The square was overlooked from its remoter corner by the house of which the young girl had spoken, a dignified residence of considerable size, having several windows on each floor. Inside one of these, on the first floor, the apartment being a large drawing-room, sat a lady, in appearance from twenty-eight to thirty years of age. The blinds were still undrawn, and the lady was absently surveying the weird scene without, her cheek resting on her hand. The room was unlit from within, but enough of the glare from the market-place entered it to reveal the lady’s face. She was what is called an interesting creature rather than a handsome woman; dark-eyed, thoughtful, and with sensitive lips.

A man sauntered into the room from behind and came forward.

‘O, Edith, I didn’t see you,’ he said. ‘Why are you sitting here in the dark?’

‘I am looking at the fair,’ replied the lady in a languid voice.

‘Oh? Horrid nuisance every year! I wish it could be put a stop to’

‘I like it.’

‘H’m. There’s no accounting for taste.’

For a moment he gazed from the window with her, for politeness sake, and then went out again.

In a few minutes she rang.

‘Hasn’t Anna come in?’ asked Mrs. Harnham.

‘No m’m.’

‘She ought to be in by this time. I meant her to go for ten minutes only.’

‘Shall I go and look for her, m’m?’ said the house-maid alertly.

‘No. It is not necessary: she is a good girl and will come soon.’

However, when the servant had gone Mrs. Harnham arose, went up to her room, cloaked and bonneted herself, and proceeded downstairs, where she found her husband.

‘I want to see the fair,’ she said; ‘and I am going to look for Anna.
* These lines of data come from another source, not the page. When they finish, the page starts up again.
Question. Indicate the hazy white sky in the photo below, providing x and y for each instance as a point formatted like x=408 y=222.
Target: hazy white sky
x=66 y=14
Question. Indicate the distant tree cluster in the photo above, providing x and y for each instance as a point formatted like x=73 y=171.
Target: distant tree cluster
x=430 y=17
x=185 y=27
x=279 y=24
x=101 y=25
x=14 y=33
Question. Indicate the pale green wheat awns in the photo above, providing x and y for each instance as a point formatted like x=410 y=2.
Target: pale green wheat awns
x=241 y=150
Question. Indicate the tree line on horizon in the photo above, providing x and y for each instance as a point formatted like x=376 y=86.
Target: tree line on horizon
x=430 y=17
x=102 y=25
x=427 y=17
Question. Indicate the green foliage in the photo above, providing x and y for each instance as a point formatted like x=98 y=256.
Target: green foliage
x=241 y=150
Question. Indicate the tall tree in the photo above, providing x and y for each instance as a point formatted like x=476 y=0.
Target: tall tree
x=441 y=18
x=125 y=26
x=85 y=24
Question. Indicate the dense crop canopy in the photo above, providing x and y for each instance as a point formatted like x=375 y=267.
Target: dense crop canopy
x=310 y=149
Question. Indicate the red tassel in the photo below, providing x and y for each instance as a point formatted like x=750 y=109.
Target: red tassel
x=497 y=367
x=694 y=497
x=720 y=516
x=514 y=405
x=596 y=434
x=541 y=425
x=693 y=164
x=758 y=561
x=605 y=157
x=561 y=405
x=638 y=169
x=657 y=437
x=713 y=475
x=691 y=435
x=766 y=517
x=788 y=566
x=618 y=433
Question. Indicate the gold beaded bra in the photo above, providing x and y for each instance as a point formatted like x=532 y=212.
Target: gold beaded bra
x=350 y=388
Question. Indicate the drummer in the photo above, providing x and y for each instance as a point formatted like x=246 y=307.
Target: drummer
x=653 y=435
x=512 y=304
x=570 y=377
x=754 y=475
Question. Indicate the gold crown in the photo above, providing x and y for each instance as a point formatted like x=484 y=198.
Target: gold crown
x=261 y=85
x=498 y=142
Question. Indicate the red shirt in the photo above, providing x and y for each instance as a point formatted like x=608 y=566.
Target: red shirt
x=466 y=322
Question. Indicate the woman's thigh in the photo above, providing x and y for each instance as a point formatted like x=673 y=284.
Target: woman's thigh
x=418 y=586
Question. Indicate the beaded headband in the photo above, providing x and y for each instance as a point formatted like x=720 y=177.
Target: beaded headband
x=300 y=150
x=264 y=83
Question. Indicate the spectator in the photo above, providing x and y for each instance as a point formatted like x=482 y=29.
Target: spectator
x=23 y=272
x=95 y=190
I have made myself responsible for her, and must see she comes to no harm. She ought to be indoors. Will you come with me?’

‘Oh, she’s all right. I saw her on one of those whirligig things, talking to her young man as I came in. But I’ll go if you wish, though I’d rather go a hundred miles the other way.’

‘Then please do so. I shall come to no harm alone.’

She left the house and entered the crowd which thronged the market-place, where she soon discovered Anna, seated on the revolving horse. As soon as it stopped Mrs. Harnham advanced and said severely, ‘Anna, how can you be such a wild girl? You were only to be out for ten minutes.’